UEMOA : une croissance de 6,7 % en 2025 malgré un contexte international difficile
Le Président de la Commission de l’Union économique et monétaire Ouest-africaine (UEMOA), Abdoulaye Diop, a présenté, le vendredi 13 mars 2026, à Bamako le rapport annuel 2025 sur le fonctionnement et l’évolution de l’Union devant le Comité interparlementaire.
Cet exercice statutaire a permis de faire le point sur les principales réalisations de l’organisation communautaire ainsi que sur les perspectives du processus d’intégration régionale.
Dans son intervention, il a salué l’appui des autorités maliennes, notamment celui du Président de la Transition du Mali, Assimi Goïta, pour leur soutien constant à l’action de l’Union. Malgré un environnement international marqué par les tensions géopolitiques et les restrictions commerciales, les économies de l’espace UEMOA ont affiché une bonne résilience. Selon le rapport, la croissance économique de l’Union s’est établie à 6,7 % en 2025 contre 6,2 % en 2024. Cette performance s’est accompagnée d’une inflation maîtrisée estimée à 0 % et d’une amélioration des finances publiques, avec un déficit budgétaire ramené à 3,7 % du PIB contre 5,3 % l’année précédente.
L’année 2025 a également été marquée par le lancement du Plan stratégique IMPACT 2030, qui oriente les actions de la Commission pour la période 2025-2030. Ce plan met l’accent sur le développement de filières prioritaires telles que le coton-textile, le riz et les engrais phosphates, ainsi que sur le renforcement de la transformation économique de l’espace communautaire. Sur le plan sécuritaire, la Commission a rappelé la persistance des menaces terroristes dans certains États membres et la nécessité de renforcer la coopération régionale. Plusieurs initiatives ont été engagées, notamment l’interconnexion des postes de police frontaliers et l’appui aux mécanismes de prévention des crises et des conflits.
Dans d’autres secteurs stratégiques, l’Union a poursuivi la mise en œuvre de programmes dans les domaines des infrastructures, de l’énergie, de l’économie numérique, de l’agriculture, de l’éducation et de la santé. Des efforts ont également été déployés pour améliorer le climat des affaires, promouvoir le commerce intra-communautaire et soutenir la consommation des produits locaux.
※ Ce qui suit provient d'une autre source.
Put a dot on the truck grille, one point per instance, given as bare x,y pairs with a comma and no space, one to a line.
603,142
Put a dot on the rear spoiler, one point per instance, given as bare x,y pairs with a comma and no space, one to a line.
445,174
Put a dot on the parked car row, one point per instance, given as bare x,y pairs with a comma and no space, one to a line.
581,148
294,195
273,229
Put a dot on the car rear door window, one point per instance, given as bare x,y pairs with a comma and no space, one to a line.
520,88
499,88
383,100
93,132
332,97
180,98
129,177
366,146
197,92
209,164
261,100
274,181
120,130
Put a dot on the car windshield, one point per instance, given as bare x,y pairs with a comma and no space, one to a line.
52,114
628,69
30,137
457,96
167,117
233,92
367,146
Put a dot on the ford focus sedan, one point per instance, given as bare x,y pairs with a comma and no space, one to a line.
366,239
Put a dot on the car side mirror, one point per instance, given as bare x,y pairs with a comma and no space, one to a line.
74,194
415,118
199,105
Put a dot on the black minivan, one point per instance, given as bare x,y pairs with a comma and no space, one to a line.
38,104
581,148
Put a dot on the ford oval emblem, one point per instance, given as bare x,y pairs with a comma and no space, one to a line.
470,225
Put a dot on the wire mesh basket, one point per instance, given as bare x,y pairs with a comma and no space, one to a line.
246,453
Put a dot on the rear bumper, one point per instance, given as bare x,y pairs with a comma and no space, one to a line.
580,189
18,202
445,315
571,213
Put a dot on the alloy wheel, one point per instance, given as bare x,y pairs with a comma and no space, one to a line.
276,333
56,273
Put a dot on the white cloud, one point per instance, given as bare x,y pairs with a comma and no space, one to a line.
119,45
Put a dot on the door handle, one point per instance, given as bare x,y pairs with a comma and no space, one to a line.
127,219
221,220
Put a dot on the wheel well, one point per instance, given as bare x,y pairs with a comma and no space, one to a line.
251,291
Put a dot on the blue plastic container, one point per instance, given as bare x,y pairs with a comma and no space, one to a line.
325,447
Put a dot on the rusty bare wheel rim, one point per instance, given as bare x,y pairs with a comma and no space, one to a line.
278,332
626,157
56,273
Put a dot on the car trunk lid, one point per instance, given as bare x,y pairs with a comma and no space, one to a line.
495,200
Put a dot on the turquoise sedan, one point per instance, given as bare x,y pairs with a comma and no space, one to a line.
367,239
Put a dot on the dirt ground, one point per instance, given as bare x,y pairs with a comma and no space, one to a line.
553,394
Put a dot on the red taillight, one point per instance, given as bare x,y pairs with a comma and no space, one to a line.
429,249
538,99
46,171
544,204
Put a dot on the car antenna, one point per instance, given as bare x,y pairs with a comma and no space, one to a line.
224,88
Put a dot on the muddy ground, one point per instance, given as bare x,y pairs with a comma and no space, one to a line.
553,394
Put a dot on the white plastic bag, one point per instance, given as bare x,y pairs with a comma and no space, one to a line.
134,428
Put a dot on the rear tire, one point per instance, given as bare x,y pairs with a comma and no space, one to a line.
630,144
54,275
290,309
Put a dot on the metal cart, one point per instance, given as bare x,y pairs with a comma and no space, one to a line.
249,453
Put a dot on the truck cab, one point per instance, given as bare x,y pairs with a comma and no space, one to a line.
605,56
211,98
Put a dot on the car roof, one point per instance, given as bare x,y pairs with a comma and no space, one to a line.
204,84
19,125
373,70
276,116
Au plan institutionnel, les performances budgétaires de l’Union ont progressé. Le taux d’exécution financier du budget a atteint 86,56 % en 2025 contre 77,84 % en 2024, tandis que le taux d’exécution physique des programmes s’est établi à 87,13 %. Malgré ces avancées, des défis persistent, notamment les contraintes sécuritaires, les difficultés de financement et la lenteur dans l’application de certaines réformes communautaires. Pour 2026, l’Union prévoit une croissance économique de 6,4 %, tout en restant attentive aux incertitudes de l’environnement économique international. Face à ces enjeux, la Commission de l’Union économique et monétaire ouest-africaine appelle à un renforcement de la solidarité entre les États membres afin de consolider les acquis de l’intégration régionale et accélérer la mise en œuvre des réformes communautaires.